Table 1 Samples used in this study and run-time (based on the computer specifications on Additional file 1)

Full size table

CAMI data

The CAMI challenge provided three toy datasets of different complexity (Table 1) with known composition and abundances. From low to high complexity, they provide an increasing number of organisms and samples. The samples within a complexity group contain the same organisms with variable abundances among samples. The sets contain real and simulated strains from complete and draft bacterial and archaeal genome sequences. The simulated CAMI datasets, especially those of medium and high complexity, provide a very challenging and realistic data in terms of complexity and size.

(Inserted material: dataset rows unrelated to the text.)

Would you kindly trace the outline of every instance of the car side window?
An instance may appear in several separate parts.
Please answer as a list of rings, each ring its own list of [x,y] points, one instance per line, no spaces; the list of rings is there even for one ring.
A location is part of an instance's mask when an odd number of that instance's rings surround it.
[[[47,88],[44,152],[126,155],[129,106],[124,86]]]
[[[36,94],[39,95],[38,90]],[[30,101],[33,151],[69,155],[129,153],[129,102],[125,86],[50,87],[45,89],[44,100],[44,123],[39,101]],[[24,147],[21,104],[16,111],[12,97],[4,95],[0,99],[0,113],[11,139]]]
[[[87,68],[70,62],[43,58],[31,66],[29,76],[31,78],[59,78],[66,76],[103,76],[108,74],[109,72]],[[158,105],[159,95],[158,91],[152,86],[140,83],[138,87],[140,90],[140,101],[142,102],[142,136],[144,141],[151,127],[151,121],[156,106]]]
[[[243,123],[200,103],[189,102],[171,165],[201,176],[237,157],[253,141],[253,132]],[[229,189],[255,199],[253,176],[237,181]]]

In Fig. 2, it is possible to observe the tools performance in terms of true and false positives for the CAMI high complexity set. All configured tools perform similarly in the true positive identifications but vary among the false positives. Binning tools have a higher number of false positive identifications due to the fact that even single classified reads are considered. The MetaMetaMerge profile surpassed all other methods in true positive identifications while keeping the false positive number low. The same trend occurs in the other complexity sets (Additional file 1: Figures S3–S8). Figure 3 shows the trade-off between precision and sensitivity for all high complexity samples. MetaMetaMerge achieved the best sensitivity while GOTTCHA the best precision among the compared tools with default parameters. Those results show how the merging module of the MetaMeta pipeline is capable of better selecting and identifying true positives based on the co-occurrence information. MetaMetaMerge also has the flexibility to provide more precise or sensitive results (Fig. 3) just by changing the mode parameter (details are given in the Additional file 1: Mode functions). In the very precise mode, the merged profile outperformed all tools in terms of precision, but with the cost of losing sensitivity. In the very sensitive mode, the merged profile could improve the sensitivity compared to the run with default parameters, with some loss of precision. It is important to notice that the trade-off between precision and sensitivity could also be explored by the cutoff parameter (default 0.0001), depending on what is expected to be the lowest abundant organism in the sample. The MetaMetaMerge mode parameter will give more precise or sensitive results based on this cutoff value.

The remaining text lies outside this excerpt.